Libya defines unnecessary conflict. ~Doug Bandow

I agree with just about everything in Bandow’s call for dissolving NATO and his description of the Libyan war, and I have made the same arguments in past. Previously, I have argued that NATO’s main function now is as an enabler of U.S. interventionism, and that’s partly true, but the Libyan war has actually shown how Bandow and I overstate this. NATO didn’t enable the U.S. to intervene in Libya. It provided belated cover for a decision that had already been made. It’s true that most of NATO isn’t involved in the fighting in Libya, and very few NATO members wanted to intervene, but this is why the claim that Libya is a NATO operation is something of a political fiction promoted by war supporters. After the Security Council passed UNSCR 1973, Britain, France, and the U.S. were going to attack Libya no matter what any other NATO governments decided. By abusing the principle of allied solidarity, these three governments dragged the alliance into a war that served no collective security purpose.

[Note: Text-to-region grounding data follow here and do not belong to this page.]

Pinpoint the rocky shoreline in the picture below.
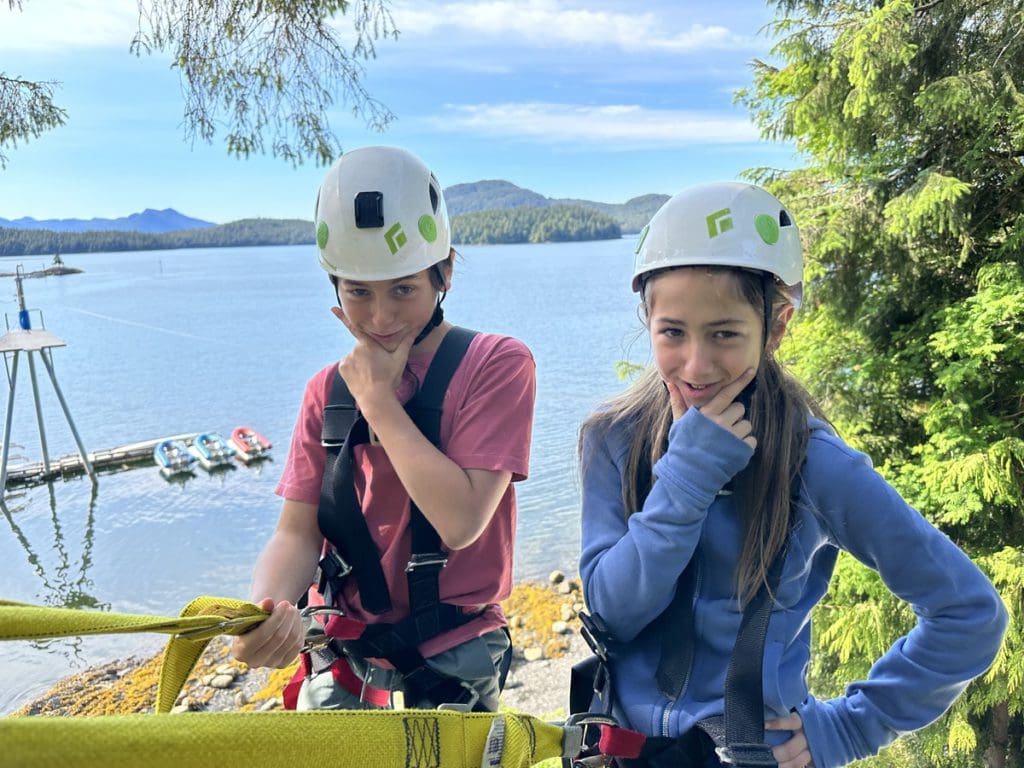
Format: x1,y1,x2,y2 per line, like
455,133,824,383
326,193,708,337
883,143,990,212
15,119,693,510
13,576,591,720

Making the war into a NATO mission did allow Italy to provide bases that it would have otherwise withheld, and it permitted the administration to promote the absurd idea that the U.S. was no longer vital to continuing the war. Both of these are significant, but the intervention could have happened anyway. It is easy to imagine the three main intervening governments attacking Libya without being able to use NATO as an umbrella. That might have made things harder for the administration at home when it wanted to claim that the U.S. was not at war, but that is a different question. Such a war might be be having even less success than the one that is currently going on, but I imagine that it would still be happening. While appeals to NATO “credibility” have been an important part of war rhetoric in 1999 and again this year, it is obvious that most members of the alliance don’t really believe them this time (if anyone ever did). It is because they value the alliance for other reasons that the majority has not wished to create a larger rupture over some of the major allies’ abuse of the alliance.

A major reason why so few capable governments (e.g., Germany, Poland, Turkey) are participating directly in the bombing campaign is that they correctly see this as having nothing to do with the alliance’s mission. There’s no question that many of the newer alliance members cannot participate in Libya because they do not have the means, which is confirmation that they had no business being brought into the alliance. Many of the same members that are not involved in the Libyan war were among the first to offer mostly token forces to support the invasion and occupation of Iraq, but this was not really a sign of their belief in allied solidarity. That was an obsequious gesture of tribute from satellites to their great power patron. After the Iraq debacle and the drain of Afghanistan, there is naturally greater reluctance on the part of European allies to contribute to wars that have nothing to do with them.

Bandow is absolutely right that the alliance has no reason to exist, which is why its more aggressive members keep trying to find something for it to do. The alliance’s formal mission is an obsolete holdover from the Cold War, and the alliance is a relic of a time when western Europe feared Soviet power and the danger of a resurgent Germany. The Soviets are no more, and Germany is united and at peace with its neighbors. If anything, many Europeans seem to be worried that Germany has become too averse to using military force abroad. NATO was a massive success whose time has long since passed. It is the alliance’s inherent obsolescence that makes it fit to be dismantled. Perhaps if NATO did not exist, and a few of its members could not use it as political cover for their own wars, it would be slightly more difficult for those governments to take military action, but NATO is ultimately just the vehicle that interventionists have chosen to use rather than the reason why there are interventions. Oddly enough, it is the same governments that cannot or will not indulge in an unnecessary war in Libya that will fight most strenuously to preserve the relic of the alliance.